Gamma Rays: The most suitable materials shielding gamma radiation are lead and iron. The thickness required will depend on whether the source is producing narrow or broad beam radiation. Primary and secondary protective barriers may be required to block all radiation.

Eye Protection: Employee must wear appropriate eye protection that will not allow the introduction of particles into the eyes. Contact lenses should not be worn.

Clothing, glove and eye protection equipment will provide protection against alpha particles, and some protection against beta particles, depending on thickness, but will not shield gamma radiation.
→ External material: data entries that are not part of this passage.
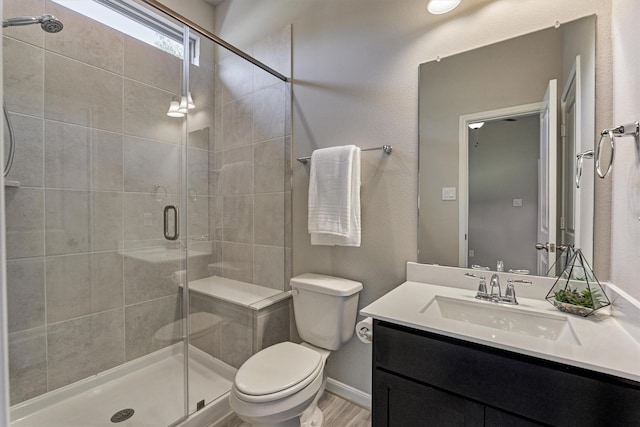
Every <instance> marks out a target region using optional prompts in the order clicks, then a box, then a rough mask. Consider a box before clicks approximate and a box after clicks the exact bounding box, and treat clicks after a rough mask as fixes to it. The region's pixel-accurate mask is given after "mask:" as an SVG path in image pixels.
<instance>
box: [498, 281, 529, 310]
mask: <svg viewBox="0 0 640 427" xmlns="http://www.w3.org/2000/svg"><path fill="white" fill-rule="evenodd" d="M514 282H527V280H522V281H521V280H513V279H509V280H507V290H506V291H505V293H504V300H505V302H507V303H509V304H516V305H517V304H518V300H517V299H516V288H515V287H514V286H513V283H514ZM529 283H531V282H529Z"/></svg>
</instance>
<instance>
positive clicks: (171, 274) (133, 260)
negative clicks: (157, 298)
mask: <svg viewBox="0 0 640 427" xmlns="http://www.w3.org/2000/svg"><path fill="white" fill-rule="evenodd" d="M160 249H161V248H160ZM174 254H175V253H174ZM181 256H182V258H180V257H179V256H178V257H177V258H176V257H174V258H172V259H171V260H168V261H164V262H150V261H147V260H141V259H140V258H138V257H136V249H131V250H127V251H126V252H125V254H124V285H125V304H126V305H131V304H138V303H141V302H144V301H149V300H152V299H156V298H162V297H166V296H170V295H176V294H177V292H178V291H179V288H178V284H177V283H175V282H174V281H173V280H172V275H173V273H174V272H176V271H180V270H184V268H185V267H184V260H185V255H184V253H182V254H181Z"/></svg>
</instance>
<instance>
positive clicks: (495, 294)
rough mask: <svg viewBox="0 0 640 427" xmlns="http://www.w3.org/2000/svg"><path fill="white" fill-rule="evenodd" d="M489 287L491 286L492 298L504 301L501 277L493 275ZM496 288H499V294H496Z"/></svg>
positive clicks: (498, 300)
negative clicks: (501, 281)
mask: <svg viewBox="0 0 640 427" xmlns="http://www.w3.org/2000/svg"><path fill="white" fill-rule="evenodd" d="M489 286H491V295H490V296H491V298H492V299H493V298H497V299H498V301H500V300H501V299H502V291H501V290H500V276H498V275H497V274H496V273H493V275H492V276H491V281H490V282H489ZM496 288H498V293H496Z"/></svg>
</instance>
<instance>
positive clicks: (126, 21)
mask: <svg viewBox="0 0 640 427" xmlns="http://www.w3.org/2000/svg"><path fill="white" fill-rule="evenodd" d="M53 1H54V2H55V3H58V4H60V5H62V6H65V7H67V8H69V9H71V10H74V11H76V12H78V13H80V14H82V15H84V16H86V17H89V18H91V19H93V20H95V21H98V22H101V23H103V24H105V25H107V26H109V27H111V28H113V29H115V30H118V31H120V32H122V33H124V34H127V35H129V36H131V37H134V38H136V39H138V40H140V41H142V42H145V43H147V44H149V45H151V46H154V47H156V48H158V49H160V50H162V51H165V52H167V53H169V54H171V55H173V56H176V57H178V58H180V59H183V58H184V45H183V33H182V31H183V27H182V26H181V25H178V24H176V23H173V22H171V21H169V20H168V19H166V18H164V17H161V16H159V15H157V14H154V13H153V12H151V11H149V10H148V9H145V8H143V7H141V6H140V5H138V4H136V3H134V2H133V1H127V0H92V1H86V0H53ZM199 52H200V38H199V37H197V36H195V35H194V34H193V32H192V33H191V34H189V61H190V62H191V63H192V64H194V65H198V64H199V56H200V55H199Z"/></svg>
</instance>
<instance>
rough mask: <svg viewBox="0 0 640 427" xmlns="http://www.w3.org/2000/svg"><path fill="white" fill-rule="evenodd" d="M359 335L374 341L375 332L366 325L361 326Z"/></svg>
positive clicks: (368, 340) (372, 340)
mask: <svg viewBox="0 0 640 427" xmlns="http://www.w3.org/2000/svg"><path fill="white" fill-rule="evenodd" d="M358 336H359V337H360V338H363V339H365V340H367V341H369V342H371V341H373V334H372V333H371V331H370V330H369V329H367V328H366V327H362V328H360V330H359V331H358Z"/></svg>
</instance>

Clothing: Overgarments, including head coverings and foot covering, should be worn by any employee engaged in handling radioactive substances. These garments are also recommended even if the employee is working with a “glovebox” containment system. Certain clothing fibres may be useful in dosimetry so clothing should be kept. In the event of an accident, large scale release or a large scale clean-up, full protective clothing will be necessary.

Gloves: Employee must wear appropriate protective gloves to prevent contact with this substance. Used gloves may present a radioactive contamination hazard and should be disposed of as radioactive waste.

Respirator: Respirators should provide protection for the respiratory tract against inhalation of most of the radioactive particles encountered in the workplace. Respirators will not offer protection against beta and gamma radiation, but will block alpha particles. Respiratory equipment must be jointly certified by NIOSH/MSHA. The following respiratory protection is recommended. Lower levels of protection may be appropriate depending on containment systems. Consult a qualified health physicist for more information.

General conditions: Type ‘C’ supplied-air respirator with a full face-piece operated in pressure-demand or other positive pressure mode or with a full face piece, helmet or hood operated in continuous-flow mode.

Self-contained breathing apparatus with a full face piece operated in pressure-demand or other positive pressure mode.

For firefighting and other immediately dangerous to life or health conditions: Self-contained breathing apparatus with full face piece operated in pressure-demand or other positive pressure mode.

Supplied-air respirator with full face piece and operated in pressure-demand or other positive pressure mode in combination with an auxiliary self-contained breathing apparatus operated in pressure-demand or other positive pressure mode.


United States [2]

The U.S. Nuclear Regulatory Commission (USNRC) has recommended the following radiation exposure limits for the general public and for workers:

General public

0.1 rem/year for the general public and 0.5 rem/year for people who work with patients in nuclear medicine. These regulations are for all forms of radiation combined, so they are not only for plutonium.


5 rem/year for workers in industries where exposure to radiation may occur and 0.5 rem for the pregnancy period following the declaration of pregnancy by a woman in an industry where exposure to radiation may occur.

These recommended radiation exposure limits are for all forms of radiation combined and are not specific to plutonium. The limits are expressed in units called rem (roentgen equivalent man). A rem is a radiation unit that expresses the radiation equivalent dose to a particular organ or tissue. The limits on equivalent dose are used to calculate the limits on the amount of radioactive substances that can be inhaled or ingested.